5 thoughts on “I’ve Seen This Place Before

  1. I was very keen to see this amazing sword in the stone and it certainly did meet up to expectation! It was an admixture of myth and fable it seems that with this story too there was the search of the Holy Grail as well as are,index of the King Arthur tale however As the name suggests this Knight was actually made a Saint. The Parsifal too is based on this legend. It seems that the Cistercian Monks that once lived there now live in Siena. The next stop was in fact Siena where we joined hundreds of other tourists eager to view these amazing vignettes of life the one that amused me most was the lion and the fox that met I wonder what their I intention was. The Piccolomini Library was just simply amazing very fresh and colourful frescoes of Pinturicchio.
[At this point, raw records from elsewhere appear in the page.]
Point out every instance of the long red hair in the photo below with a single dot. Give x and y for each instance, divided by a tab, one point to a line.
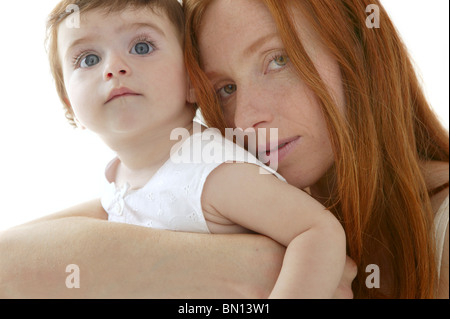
388	130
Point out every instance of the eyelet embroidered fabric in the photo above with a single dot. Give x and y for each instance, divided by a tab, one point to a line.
171	199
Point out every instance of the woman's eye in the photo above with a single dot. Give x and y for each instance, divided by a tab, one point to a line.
227	90
278	62
89	60
141	48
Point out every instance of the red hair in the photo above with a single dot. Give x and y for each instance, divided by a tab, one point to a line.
388	130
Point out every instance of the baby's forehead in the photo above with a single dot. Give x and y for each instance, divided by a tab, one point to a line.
123	15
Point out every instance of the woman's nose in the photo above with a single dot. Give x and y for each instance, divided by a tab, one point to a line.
116	67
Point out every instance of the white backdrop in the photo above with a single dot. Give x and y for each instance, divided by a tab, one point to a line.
45	165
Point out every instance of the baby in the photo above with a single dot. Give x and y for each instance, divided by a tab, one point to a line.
119	70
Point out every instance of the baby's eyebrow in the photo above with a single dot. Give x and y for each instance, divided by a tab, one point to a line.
139	25
121	28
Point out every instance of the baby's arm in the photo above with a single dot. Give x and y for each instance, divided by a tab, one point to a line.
315	240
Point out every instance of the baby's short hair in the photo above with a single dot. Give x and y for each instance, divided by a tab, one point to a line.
171	8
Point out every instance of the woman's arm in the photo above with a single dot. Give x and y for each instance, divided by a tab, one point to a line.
125	261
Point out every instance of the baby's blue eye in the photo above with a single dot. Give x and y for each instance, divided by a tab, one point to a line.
142	48
89	60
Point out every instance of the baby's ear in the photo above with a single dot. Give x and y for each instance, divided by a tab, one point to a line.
69	107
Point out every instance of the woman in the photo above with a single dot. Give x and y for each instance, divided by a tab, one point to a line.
354	125
44	258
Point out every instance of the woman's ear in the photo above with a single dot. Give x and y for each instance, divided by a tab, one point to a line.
190	93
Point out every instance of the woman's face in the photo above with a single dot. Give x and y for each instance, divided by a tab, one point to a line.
245	60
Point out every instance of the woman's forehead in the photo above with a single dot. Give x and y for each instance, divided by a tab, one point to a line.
238	24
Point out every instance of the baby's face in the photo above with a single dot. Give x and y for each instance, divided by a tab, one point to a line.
124	72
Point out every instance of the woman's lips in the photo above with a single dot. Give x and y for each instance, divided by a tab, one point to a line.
116	93
271	155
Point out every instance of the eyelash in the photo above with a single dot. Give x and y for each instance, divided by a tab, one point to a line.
78	57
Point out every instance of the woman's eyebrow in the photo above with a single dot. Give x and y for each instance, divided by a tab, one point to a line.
252	48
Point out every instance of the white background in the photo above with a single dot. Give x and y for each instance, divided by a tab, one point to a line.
46	165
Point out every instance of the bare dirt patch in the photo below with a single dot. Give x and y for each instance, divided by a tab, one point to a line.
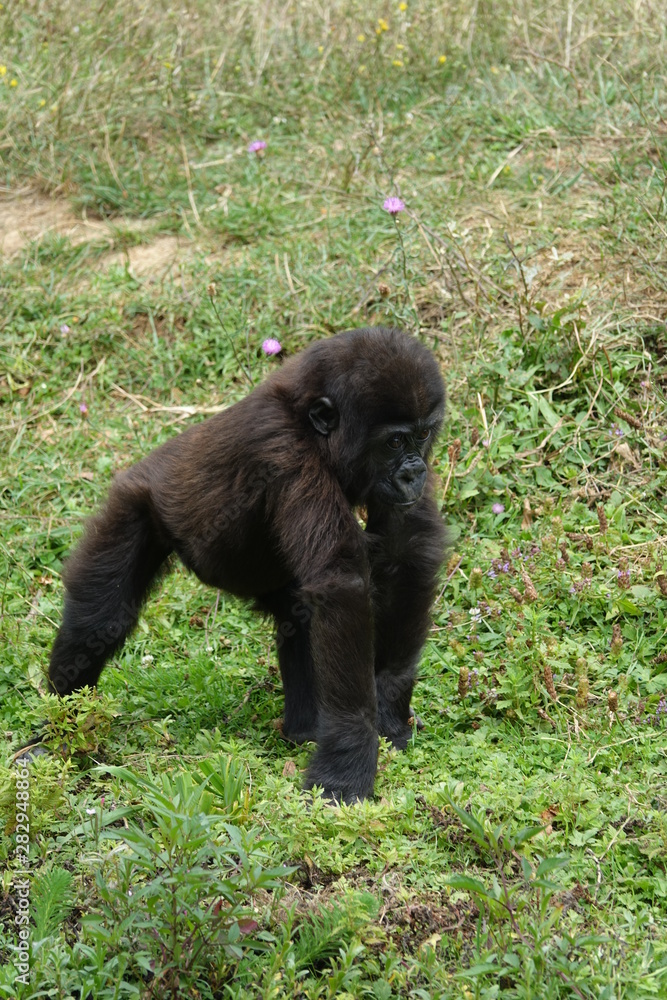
29	216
Our stop at Monteriggione was fun as you could visit a museum with the tales of knights as well as see authentic armour. There were plenty of arts and crafts shops too.

  2. Hi Francis,
    When we were last in Italy we spent a night in Siena. We found it very difficult to find parking. We’ll be there again in September (coming up very soon and I’m sooooo excited!) and are wondering if you can give us any suggestions on parking in Siena.
    By the way, regarding Monteriggione, we also made a pit stop there. Our son saw the sign as we were driving along, and told us “we have to stop here!”. He was very excited and insistent because Monteriggione is one of the villages in a video game he plays, called “Assassin’s Creed”. It was an interesting little place where we enjoyed some sightseeing, and we found the best gelato at a little place there. Can’t remember the name of the place but it was delish!

  3. Hi Erin,
    Thanks for your comment. We parked at Parcheggio Duomo which is near Porta San Marco and very close to Siena’s main sights. It’s an underground car park and you keep your issue ticket and pay when you exit. It’s 1.50 euros per hour which isn’t bad. We only stayed a couple of hours in Siena and needed to be close to things there.. If you stay longer then the station car park is best value at 2 euros for the whole day but you need a bus to get you into the town as the station isn’t too close. There are two ice cream places in Monteriggione. We used the first one inside the gate on the left and found the ice-cream delicious.

  4. Delighted to see your post on San Galagno. We visited the ruins some years ago on the way to Monte Oliveto Maggiore. Being based in BDL we tend to neglect southern Tuscany.
    The countryside around, and south of Siena is truly beautiful.